In previous reports, Eguchi et al. (2) reported that the prevalence of SCI increased threefold in Japanese hypertensive patients with diabetes, whereas Johnsen et al. (13) concluded that CCA-IMT was associated with hypertensive vascular disease rather than atherosclerosis, especially at an early stage. These studies suggest a possibility that CCA-IMT may be related to SCI through hypertension. However, our results with multiple logistic regression analysis clearly showed that CCA-IMT was a risk factor for SCI independently of hypertension in Japanese diabetic subjects.

This study was limited by several factors.

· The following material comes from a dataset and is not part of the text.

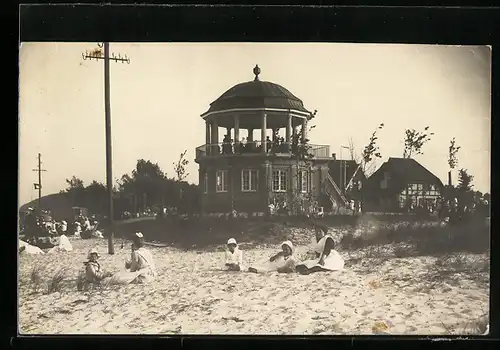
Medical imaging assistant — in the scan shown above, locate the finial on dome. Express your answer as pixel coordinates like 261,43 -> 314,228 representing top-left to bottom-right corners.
253,64 -> 260,81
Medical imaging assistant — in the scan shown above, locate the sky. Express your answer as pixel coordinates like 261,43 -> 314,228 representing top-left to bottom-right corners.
19,42 -> 491,205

First, the current study is a cross-sectional one, making it impossible to draw any definite conclusion about the causal relationships. Second, it is often difficult to differentiate the perivascular space from infarcts in the basal ganglia (14). Finally, we could not get any information on smoking, which is an important risk factor.

Despite these limitations, the present study suggests that SCI is associated with age, SBP, and CCA-IMT in Japanese subjects with type 2 diabetes.